Human epididymis protein 4 (HE4) is a novel immunohistochemical marker of neuroendocrine differentiation

Virchows Arch. 2022 Aug 1. doi: 10.1007/s00428-022-03387-4. Online ahead of print.

ABSTRACT

Human epididymis protein 4 (HE4) is originally described as an epididymis specific protein and now clinically used as a serum marker for ovarian carcinoma. However, the expression of HE4 in neuroendocrine neoplasms (NENs) has not been studied. By immunohistochemistry, the expressions of HE4 in 94 normal tissues and 484 NENs which included 242 well-differentiated NENs and 242 poorly differentiated NENs were studied. HE4 was positive in 90/94 (95.7%) of the neuroendocrine cells in normal tissues, 228/242 (94.2%) of well-differentiated NENs, and 206/242 (85.1%) of poorly differentiated NENs, and the expression of HE4 decreased progressively with loss of histological differentiation, with the positive rate of 96.2%, 92.7%, 92.3%, 85.4%, and 84.4% in NET-G1/carcinoid, NET-G2/atypical carcinoid, NET-G3, NEC-LC, and NEC-SC respectively.
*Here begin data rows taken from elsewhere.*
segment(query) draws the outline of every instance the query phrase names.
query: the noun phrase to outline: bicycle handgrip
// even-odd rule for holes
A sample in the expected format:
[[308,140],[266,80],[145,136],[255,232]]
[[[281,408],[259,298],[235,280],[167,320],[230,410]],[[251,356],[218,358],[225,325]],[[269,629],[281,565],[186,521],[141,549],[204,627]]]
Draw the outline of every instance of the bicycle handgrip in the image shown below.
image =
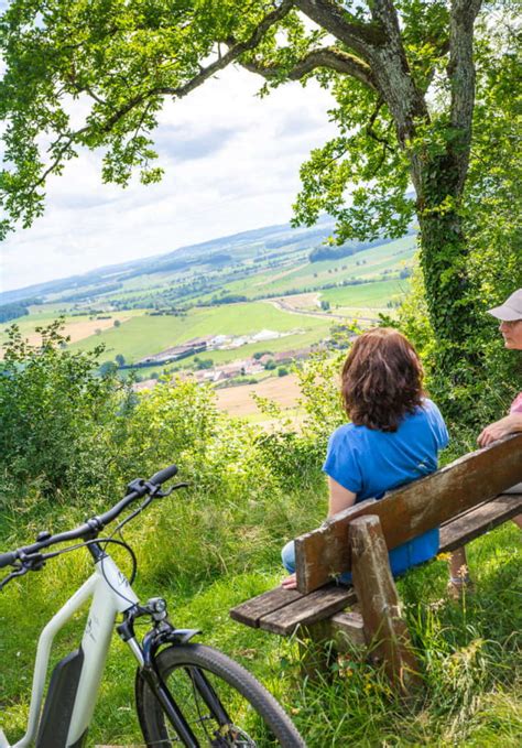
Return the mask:
[[0,553],[0,568],[3,568],[4,566],[12,566],[17,559],[18,556],[15,551],[10,551],[9,553]]
[[161,486],[162,484],[165,483],[165,480],[170,480],[173,478],[177,473],[177,465],[171,465],[170,467],[164,467],[163,470],[159,470],[157,473],[154,473],[152,478],[149,479],[150,484],[153,484],[154,486]]

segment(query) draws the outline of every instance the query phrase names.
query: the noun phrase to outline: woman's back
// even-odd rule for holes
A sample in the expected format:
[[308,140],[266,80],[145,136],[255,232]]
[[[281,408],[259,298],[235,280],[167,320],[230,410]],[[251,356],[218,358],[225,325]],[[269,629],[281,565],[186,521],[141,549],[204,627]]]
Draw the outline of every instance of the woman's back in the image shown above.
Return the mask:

In NET-G1 and NET-G2, HE4 staining showed a peculiar polarized distribution, with an extraordinarily strong granular staining in subnuclear cytoplasm. A diffuse and uniform cytoplastic HE4 staining was observed in NET-G3 and poorly differentiated NENs. The positive rate of HE4 in primary tumors (91.1%, 387/425) was significantly higher than that of metastases (79.7%, 47/59) (p < 0.05). In a series of 70 pure non-NENs poorly differentiated carcinomas, the specificity rate of HE4 was 92.9% (65/70), which was in line with that of Syn. The negative rate of HE4 was 87.0% (40/46) in the non-neuroendocrine components of the MiNEN cases, which was lower than that of the pure non-neuroendocrine carcinomas (92.9%, 65/70) but without statistical significance (p > 0.05). HE4 may prove to be a useful immunohistochemical marker of neuroendocrine differentiation, although comparative studies and a more extensive analysis of other tissue types are necessary.